The trial, being conducted virtually before a federal court in Dallas, will determine whether the NRA is allowed to slip out of New York under bankruptcy protection and reincorporate in Texas. New York prosecutors allege the bankruptcy is fiscally unnecessary and is a ruse to get out from under investigation by the New York Attorney General's office. Astoundingly, the financially solvent NRA plainly acknowledges and defends this cynical abuse of bankruptcy laws.
The association's primary offense against decency, of course, has been its decades-long campaign to block even the most moderate restrictions on firearms. Using populist intimidation and political donations as leverage, it has commandeered the Republican Party to ensure that universal background checks for gun purchases, bans on assault weapons and other eminently reasonable reforms never see the light of day. If the NRA were trying to rack up body counts, it would do exactly what it's been doing.
Even as the organization has inflicted casualties on the nation, it has cheated its own dues-paying members with mismanagement and malfeasance. New York state is suing to dissolve the organization, alleging years of fraud centered on LaPierre's habit of using the association's funds as his personal piggy bank. He has spent hundreds of thousands of the nonprofit's dollars for lavish vacations, luxury car services, sporting events and other perks for himself, family and friends.
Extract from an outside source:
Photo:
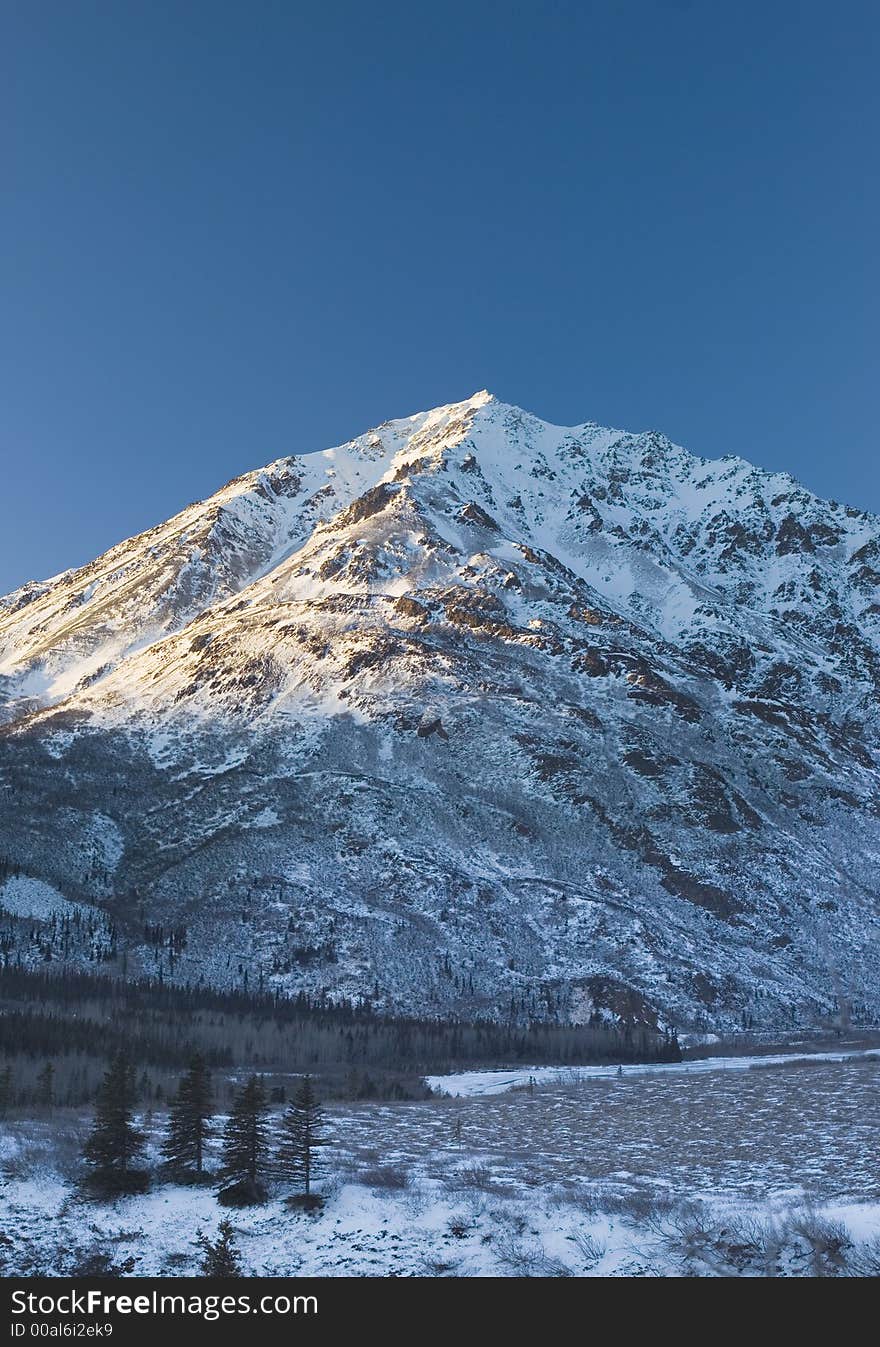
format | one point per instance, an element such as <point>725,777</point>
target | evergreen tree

Reasonable observers might think the organization's leadership would rethink having LaPierre at its helm. Far from it. The NRA's lawyers made it clear last week that LaPierre still has the full support of its board. They credit him with ultimately coming clean about his perks and instituting ethics reforms in the organization. Which is a little like letting a bank robber guard the bank because he said he was sorry.
LaPierre acknowledged in testimony that he kept the NRA's board members and even its lawyers in the dark about his plans to file bankruptcy for the organization until he actually did it in January. He confirmed that the filing isn't driven by finances but is a strategy to get out from under the New York investigation and reincorporate in Texas.
Clearly, an organization that admits it may have fraudulently filed bankruptcy to slip out of a fraud investigation shouldn't be allowed to go forward with such a scheme. As New York Attorney General Letitia James put it back in January, the NRA's only real bankruptcy is a moral one.